Au-delà, pour la mission, la conclusion entre l'Etat et le FIVA d'un contrat d'objectifs et de moyens est « une perspective indispensable ». Ce contrat « devrait conduire la direction [de l'établissement] à prendre des engagements forts au niveau des délais de traitement (atteindre, en un an, 70 % des demandes traitées dans un délai inférieur à quatre mois après la date de recevabilité, [et] 90 % dans un délai inférieur à six mois), de paiement (90 % des victimes de pathologies graves payées dans le délai d'un mois après acceptation de l'offre, 100 % des paiements effectués dans le délai de deux mois) et du contentieux subrogatoire. En contrepartie, l'Etat s'engagerait sur les moyens du FIVA, en fonction de son niveau d'activité, [...] au-delà de ce qui doit être réalisé à court terme », explique-t-elle.

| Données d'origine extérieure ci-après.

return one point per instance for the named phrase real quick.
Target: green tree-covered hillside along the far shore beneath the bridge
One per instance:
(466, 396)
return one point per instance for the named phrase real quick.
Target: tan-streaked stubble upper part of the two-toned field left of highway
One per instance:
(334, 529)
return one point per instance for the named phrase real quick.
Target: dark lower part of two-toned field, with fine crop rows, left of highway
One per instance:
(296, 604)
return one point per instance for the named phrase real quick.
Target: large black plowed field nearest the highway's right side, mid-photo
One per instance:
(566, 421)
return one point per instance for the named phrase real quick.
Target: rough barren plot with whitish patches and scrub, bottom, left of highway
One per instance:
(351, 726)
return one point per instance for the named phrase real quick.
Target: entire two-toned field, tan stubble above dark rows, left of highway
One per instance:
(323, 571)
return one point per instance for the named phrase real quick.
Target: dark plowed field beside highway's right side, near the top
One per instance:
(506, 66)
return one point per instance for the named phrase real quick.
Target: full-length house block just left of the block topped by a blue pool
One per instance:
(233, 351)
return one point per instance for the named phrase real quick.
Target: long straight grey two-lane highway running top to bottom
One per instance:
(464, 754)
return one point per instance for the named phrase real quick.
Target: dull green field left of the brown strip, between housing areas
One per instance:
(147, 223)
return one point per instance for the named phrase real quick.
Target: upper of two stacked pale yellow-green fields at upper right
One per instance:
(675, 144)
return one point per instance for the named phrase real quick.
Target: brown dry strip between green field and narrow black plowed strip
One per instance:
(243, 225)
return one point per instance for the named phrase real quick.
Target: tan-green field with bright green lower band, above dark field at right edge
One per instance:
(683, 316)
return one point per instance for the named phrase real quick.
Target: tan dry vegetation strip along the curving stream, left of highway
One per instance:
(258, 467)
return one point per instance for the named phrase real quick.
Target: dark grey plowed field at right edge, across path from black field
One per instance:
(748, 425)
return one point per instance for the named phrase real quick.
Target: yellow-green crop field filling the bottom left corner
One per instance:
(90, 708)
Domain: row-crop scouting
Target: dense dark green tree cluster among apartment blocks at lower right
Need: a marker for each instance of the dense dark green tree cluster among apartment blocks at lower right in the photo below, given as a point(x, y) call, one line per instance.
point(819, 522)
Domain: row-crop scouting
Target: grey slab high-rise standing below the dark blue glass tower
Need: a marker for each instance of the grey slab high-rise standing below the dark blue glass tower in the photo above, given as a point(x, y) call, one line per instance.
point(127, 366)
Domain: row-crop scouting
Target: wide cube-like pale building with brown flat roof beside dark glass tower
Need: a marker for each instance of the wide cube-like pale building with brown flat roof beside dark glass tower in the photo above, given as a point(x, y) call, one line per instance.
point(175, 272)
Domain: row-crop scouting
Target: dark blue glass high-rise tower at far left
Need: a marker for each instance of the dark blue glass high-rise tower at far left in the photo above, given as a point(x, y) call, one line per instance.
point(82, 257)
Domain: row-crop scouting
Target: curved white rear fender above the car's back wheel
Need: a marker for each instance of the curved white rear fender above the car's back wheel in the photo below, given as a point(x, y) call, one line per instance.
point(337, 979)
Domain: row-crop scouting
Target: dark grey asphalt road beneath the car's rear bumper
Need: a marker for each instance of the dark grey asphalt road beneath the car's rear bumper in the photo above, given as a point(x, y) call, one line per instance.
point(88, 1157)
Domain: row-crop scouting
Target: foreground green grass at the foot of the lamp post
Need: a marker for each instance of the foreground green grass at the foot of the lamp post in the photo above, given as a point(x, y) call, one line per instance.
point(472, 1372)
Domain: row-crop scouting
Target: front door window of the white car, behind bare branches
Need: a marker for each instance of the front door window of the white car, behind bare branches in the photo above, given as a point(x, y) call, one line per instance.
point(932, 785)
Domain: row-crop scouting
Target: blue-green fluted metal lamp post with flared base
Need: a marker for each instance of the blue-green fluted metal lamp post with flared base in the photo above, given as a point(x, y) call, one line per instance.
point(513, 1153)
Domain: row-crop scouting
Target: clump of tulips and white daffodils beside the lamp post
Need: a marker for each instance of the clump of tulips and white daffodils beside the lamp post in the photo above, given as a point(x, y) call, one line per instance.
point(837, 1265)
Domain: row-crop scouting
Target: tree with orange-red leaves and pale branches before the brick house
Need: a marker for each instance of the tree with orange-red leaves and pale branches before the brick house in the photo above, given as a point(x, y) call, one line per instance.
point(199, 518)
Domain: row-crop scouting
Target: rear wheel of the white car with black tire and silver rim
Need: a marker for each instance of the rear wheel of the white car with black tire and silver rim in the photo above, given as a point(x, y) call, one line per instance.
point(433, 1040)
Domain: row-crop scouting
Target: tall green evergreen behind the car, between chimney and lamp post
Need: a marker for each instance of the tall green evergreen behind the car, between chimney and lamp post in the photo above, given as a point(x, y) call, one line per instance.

L'ensemble des ces actions, concluent les deux inspections, demandent « une implication très forte de la direction du FIVA », qui partage la quasi-totalité de leurs constatations. Elles supposent aussi « un engagement très ferme des tutelles, qui pourront utilement désigner un chargé de mission de haut niveau, chargé de veiller à la bonne fin des actions à entreprendre et d'apporter son appui à la direction du FIVA, notamment en ce qui concerne le dialogue avec les tutelles ».
(1) Le fonds d'indemnisation des victimes de l'amiante - Juillet 2008 - Disponible sur
(2) Une fois l'offre d'indemnisation du fonds acceptée par le demandeur, le FIVA exerce une action - dite « action subrogatoire » - contre l'employeur responsable.